Get the cartesian product of a series of lists?

Each Answer to this Q is separated by one/two green lines.

How can I get the Cartesian product (every possible combination of values) from a group of lists?

Input:

somelists = [
   [1, 2, 3],
   ['a', 'b'],
   [4, 5]
]

Desired output:

[(1, 'a', 4), (1, 'a', 5), (1, 'b', 4), (1, 'b', 5), (2, 'a', 4), (2, 'a', 5) ...]

itertools.product

Available from Python 2.6.

import itertools

somelists = [
   [1, 2, 3],
   ['a', 'b'],
   [4, 5]
]
for element in itertools.product(*somelists):
    print(element)

Which is the same as,

for element in itertools.product([1, 2, 3], ['a', 'b'], [4, 5]):
    print(element)

import itertools
>>> for i in itertools.product([1,2,3],['a','b'],[4,5]):
...         print i
...
(1, 'a', 4)
(1, 'a', 5)
(1, 'b', 4)
(1, 'b', 5)
(2, 'a', 4)
(2, 'a', 5)
(2, 'b', 4)
(2, 'b', 5)
(3, 'a', 4)
(3, 'a', 5)
(3, 'b', 4)
(3, 'b', 5)
>>>

For Python 2.5 and older:

>>> [(a, b, c) for a in [1,2,3] for b in ['a','b'] for c in [4,5]]
[(1, 'a', 4), (1, 'a', 5), (1, 'b', 4), (1, 'b', 5), (2, 'a', 4), 
 (2, 'a', 5), (2, 'b', 4), (2, 'b', 5), (3, 'a', 4), (3, 'a', 5), 
 (3, 'b', 4), (3, 'b', 5)]

Here’s a recursive version of product() (just an illustration):

def product(*args):
    if not args:
        return iter(((),)) # yield tuple()
    return (items + (item,) 
            for items in product(*args[:-1]) for item in args[-1])

Example:

>>> list(product([1,2,3], ['a','b'], [4,5])) 
[(1, 'a', 4), (1, 'a', 5), (1, 'b', 4), (1, 'b', 5), (2, 'a', 4), 
 (2, 'a', 5), (2, 'b', 4), (2, 'b', 5), (3, 'a', 4), (3, 'a', 5), 
 (3, 'b', 4), (3, 'b', 5)]
>>> list(product([1,2,3]))
[(1,), (2,), (3,)]
>>> list(product([]))
[]
>>> list(product())
[()]

I would use list comprehension :

somelists = [
   [1, 2, 3],
   ['a', 'b'],
   [4, 5]
]

cart_prod = [(a,b,c) for a in somelists[0] for b in somelists[1] for c in somelists[2]]

with itertools.product:

import itertools
result = list(itertools.product(*somelists))

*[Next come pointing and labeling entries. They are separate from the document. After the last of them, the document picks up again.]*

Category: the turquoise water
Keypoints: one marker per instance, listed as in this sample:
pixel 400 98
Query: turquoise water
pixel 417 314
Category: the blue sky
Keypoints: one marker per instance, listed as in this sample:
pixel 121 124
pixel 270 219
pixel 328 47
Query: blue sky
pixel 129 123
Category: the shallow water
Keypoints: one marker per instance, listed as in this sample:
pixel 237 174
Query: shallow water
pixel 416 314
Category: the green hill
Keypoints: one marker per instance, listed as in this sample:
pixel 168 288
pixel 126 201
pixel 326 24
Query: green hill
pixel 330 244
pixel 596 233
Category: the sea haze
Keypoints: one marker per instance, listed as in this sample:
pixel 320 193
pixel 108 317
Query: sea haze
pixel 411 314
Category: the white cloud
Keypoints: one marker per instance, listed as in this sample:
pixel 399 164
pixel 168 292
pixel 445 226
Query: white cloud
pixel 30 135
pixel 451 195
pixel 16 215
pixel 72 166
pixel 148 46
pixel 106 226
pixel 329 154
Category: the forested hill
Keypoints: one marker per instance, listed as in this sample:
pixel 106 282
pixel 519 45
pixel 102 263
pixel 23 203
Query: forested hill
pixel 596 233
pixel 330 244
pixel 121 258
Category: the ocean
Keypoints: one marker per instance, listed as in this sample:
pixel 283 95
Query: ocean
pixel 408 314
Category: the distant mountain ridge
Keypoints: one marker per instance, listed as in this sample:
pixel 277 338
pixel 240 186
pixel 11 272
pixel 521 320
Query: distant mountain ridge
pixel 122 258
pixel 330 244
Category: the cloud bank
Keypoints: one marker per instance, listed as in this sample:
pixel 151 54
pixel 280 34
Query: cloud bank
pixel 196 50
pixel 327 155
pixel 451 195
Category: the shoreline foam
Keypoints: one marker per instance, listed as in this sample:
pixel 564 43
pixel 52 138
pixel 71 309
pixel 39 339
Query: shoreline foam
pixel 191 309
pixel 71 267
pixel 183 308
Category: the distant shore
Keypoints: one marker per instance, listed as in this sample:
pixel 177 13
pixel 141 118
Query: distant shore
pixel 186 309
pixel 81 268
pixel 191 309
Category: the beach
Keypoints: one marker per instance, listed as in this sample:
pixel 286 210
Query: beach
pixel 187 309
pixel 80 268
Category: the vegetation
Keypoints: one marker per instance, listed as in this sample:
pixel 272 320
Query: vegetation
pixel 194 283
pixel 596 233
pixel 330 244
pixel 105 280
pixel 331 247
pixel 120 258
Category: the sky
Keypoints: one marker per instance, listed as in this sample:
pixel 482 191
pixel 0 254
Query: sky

Here is a recursive generator, which doesn’t store any temporary lists

def product(ar_list):
    if not ar_list:
        yield ()
    else:
        for a in ar_list[0]:
            for prod in product(ar_list[1:]):
                yield (a,)+prod

print list(product([[1,2],[3,4],[5,6]]))

Output:

[(1, 3, 5), (1, 3, 6), (1, 4, 5), (1, 4, 6), (2, 3, 5), (2, 3, 6), (2, 4, 5), (2, 4, 6)]

In Python 2.6 and above you can use ‘itertools.product`. In older versions of Python you can use the following (almost — see documentation) equivalent code from the documentation, at least as a starting point:

def product(*args, **kwds):
    # product('ABCD', 'xy') --> Ax Ay Bx By Cx Cy Dx Dy
    # product(range(2), repeat=3) --> 000 001 010 011 100 101 110 111
    pools = map(tuple, args) * kwds.get('repeat', 1)
    result = [[]]
    for pool in pools:
        result = [x+[y] for x in result for y in pool]
    for prod in result:
        yield tuple(prod)

The result of both is an iterator, so if you really need a list for furthert processing, use list(result).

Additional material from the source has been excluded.